As the name would imply, middle capitalization stocks fuse characteristics of both small and large cap stocks and occupy the mid-point of the financial risks versus rewards continuum for equities. Intelligent investors will study corporate structure and finance, before putting real money to work in financial markets.

Corporate Finance

Corporations are organized beneath state law to separate ownership from management of the operation. The Secretary of State approves and authorizes a number of shares of common stock to be sold to the investing public.

Limited liability shields outside, personal interests away from corporate losses and litigation. Corporations raise cash by issuing both debt and equity to investors.

Bondholders and creditors collect interest through the loan term before principal is repaid. Shareholders are granted ownership stakes, in exchange for putting up cash. Share prices fluctuate in accordance with profit projections for the underlying firm.

Market Capitalization

We calculate market capitalization by multiplying share price by the number of shares of common stock outstanding. Market capitalization is the price tag that Wall Street effectively applies to the entire corporation. All legitimate buyout offers will begin with a significant premium above share price and market cap.
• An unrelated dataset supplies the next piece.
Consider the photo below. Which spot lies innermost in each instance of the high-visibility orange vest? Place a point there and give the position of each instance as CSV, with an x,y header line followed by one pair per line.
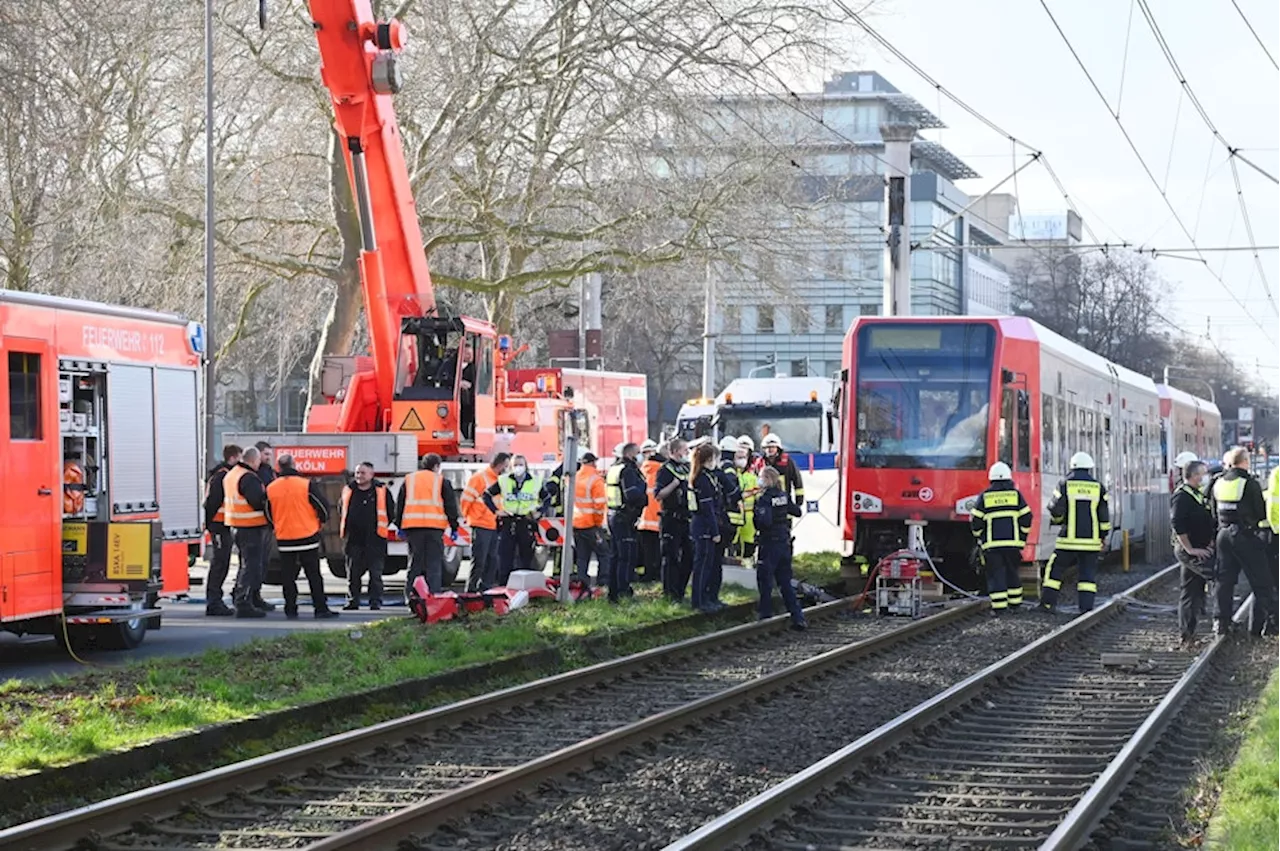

Microsoft and Apple are now the two largest publicly traded businesses in the world, with $3 trillion and $2.8 trillion in market capitalization, respectively. Both companies are approaching the GDP of the United Kingdom, which is the sixth largest economy in the world, in its own right.

For the sake of comparison, Apple, Microsoft, Google, Exxon, Berkshire Hathaway, and other mega-cap stocks may be 100X larger than any mid cap listing. For this, the middle capitalization space is fertile ground for multinational corporations scouring the market landscape for bolt-on acquisitions.

Parameters and Characteristics

Mid cap stock market capitalizations range between approximately $2 billion and $10 billion. As a group, middle capitalization shares account for 10% of the U.S. stock market. Here, many of the more well-known names would include Cleveland-Cliffs, Shake Shack, Birkenstock, Sirius XM, The New York Times, and WD-40.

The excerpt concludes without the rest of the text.